Names: Pink or Humpy
Range: Pacific Rim from Korea to the Sacramento River
Size: Average 3 to 5 pounds up to 14 pounds
World Record: 14.86 pounds
Spawning: late summer through fall
Range: Pinks naturally range from along the entire Pacific Rim from Korea to California. They can also be found in some Asian and North American rivers that drain into the Arctic Ocean. Pinks have been established in the Great Lakes, but attempts to introduce them into the Atlantic have apparently not succeeded.
Size: Pinks are the most abundant salmon, shortest lived, and the smallest of the Pacific salmon. They average between three and five pound, maxing out at on the high side of 14 pounds. Spawning takes place from late summer through autumn, depending on the latitude and the river. The eggs hatch in late winter and the young pinks emerge from the gravel in April and May. They head directly to salt water – spend 18 months at sea, and then return home to spawn and die. Pinks have no fresh water phase after hatching thus can spawn in rivers that are dry in the summer.
Appearance: As with other salmon species, pinks show size and shape differences from river to river. Humpies spawned in large rivers have larger heads, thicker caudle peduncles (that section just before the tail), and larger fins than those spawned in smaller rivers. In some rivers the size of the pinks increases as the spawning season progresses.
Facts: Pinks get their nickname, “humpy”, because of the characteristic humpback the males develop at spawning time. This secondary sexual characteristic may have no purpose other than identifying one male to another. The males also develop a pronounced “kype” or hooknose and large teeth. Oddly enough, according to a study from Lake Superior some males don’t develop the hump back. The authors of this study claim that male pinks get the opportunity to fertilize eggs via two routes: 1) the manly way of competing for females or 2) “by sneaking”. The sneakers lack the pronounced hump, thereby looking more like females, thus avoiding fighting with other males.

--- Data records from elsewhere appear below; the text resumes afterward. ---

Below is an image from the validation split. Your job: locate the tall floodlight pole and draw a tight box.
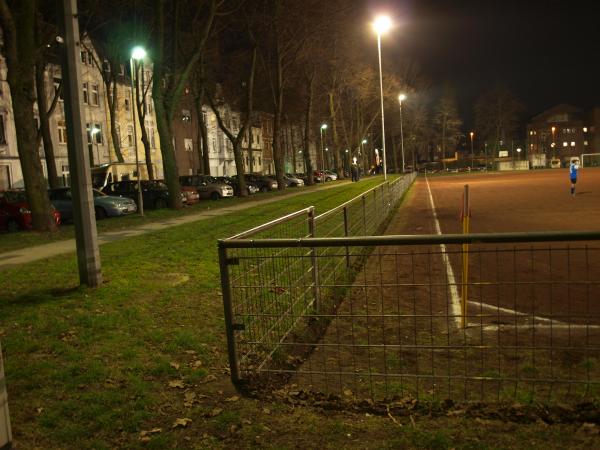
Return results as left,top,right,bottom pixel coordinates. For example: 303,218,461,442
373,16,392,180
129,46,146,216
469,131,475,169
59,0,102,287
321,123,327,181
398,94,408,173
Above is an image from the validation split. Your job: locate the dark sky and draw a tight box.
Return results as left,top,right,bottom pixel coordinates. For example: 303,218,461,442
370,0,600,127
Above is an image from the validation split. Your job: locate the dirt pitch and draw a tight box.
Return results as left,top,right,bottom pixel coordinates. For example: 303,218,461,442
292,169,600,401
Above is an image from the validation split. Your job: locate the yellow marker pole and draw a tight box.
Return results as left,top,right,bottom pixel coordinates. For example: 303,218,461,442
460,184,471,328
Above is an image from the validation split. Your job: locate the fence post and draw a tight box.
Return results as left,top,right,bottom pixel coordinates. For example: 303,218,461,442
219,241,241,386
308,206,321,312
0,344,12,450
344,206,350,267
361,195,367,236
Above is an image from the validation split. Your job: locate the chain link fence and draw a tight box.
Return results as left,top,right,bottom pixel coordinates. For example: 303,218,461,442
219,177,600,401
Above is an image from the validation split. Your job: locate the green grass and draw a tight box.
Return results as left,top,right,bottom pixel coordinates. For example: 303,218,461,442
0,174,591,449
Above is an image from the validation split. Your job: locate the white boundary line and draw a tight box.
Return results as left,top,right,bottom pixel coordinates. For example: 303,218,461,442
425,175,462,328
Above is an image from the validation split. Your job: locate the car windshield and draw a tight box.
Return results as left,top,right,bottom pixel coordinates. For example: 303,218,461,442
4,191,27,203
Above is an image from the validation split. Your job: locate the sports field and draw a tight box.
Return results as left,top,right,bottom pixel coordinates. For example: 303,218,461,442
293,169,600,401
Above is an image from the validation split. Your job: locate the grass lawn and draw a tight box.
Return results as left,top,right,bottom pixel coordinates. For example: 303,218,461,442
0,177,598,449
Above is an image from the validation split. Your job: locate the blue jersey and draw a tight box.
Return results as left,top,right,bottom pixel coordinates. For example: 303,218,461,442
569,163,579,180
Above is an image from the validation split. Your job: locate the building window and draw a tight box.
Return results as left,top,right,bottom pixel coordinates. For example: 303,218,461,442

Season: Young of the year pinks migrate into salt water during the spring plankton blooms. They dine heavily on tiny crustaceans called copepods. By midsummer of their first year wee humpies add small fish, euphausids, and insects to their diet. Pinks more than double their size from three inches to eight inches in their first 40 days at sea. Young pinks tend to hang around inshore for their first summer, and then they head for the wide open Pacific.
On the big ocean, humpies feed ravenously on small fish, squid, and assorted invertebrates. The pinks from Washington and B.C. tend to stay within 500 miles of shore in the area north of Oregon and south of Prince William Sound. The Alaskan fish appear to migrate farther west, where they intermingle with fish of Asian origin. Pinks prefer ocean temperatures between 45 and 59 degrees Fahrenheit. Illegal driftnet fishing is a concern with pinks because they spend so much time in international waters.
Exactly two years after they were deposited as eggs, adult pink salmon return to the home river. Virtually no deviance from the two year life cycle seems to occur with these fish. Odd year pink salmon from one river often have less in common genetically with even year fish from the same river than they do with odd year fish from a river hundreds of miles away.
In some areas, Puget Sound and British Columbia for example, the pinks on the odd year cycle are far more abundant. In other areas, even year fish dominate. Still in other locales, like Southeast Alaska, runs in odd and even years attain good numbers. Survival at sea, spawning, success, and a host of other variables make predicting pink runs an extremely inexact science.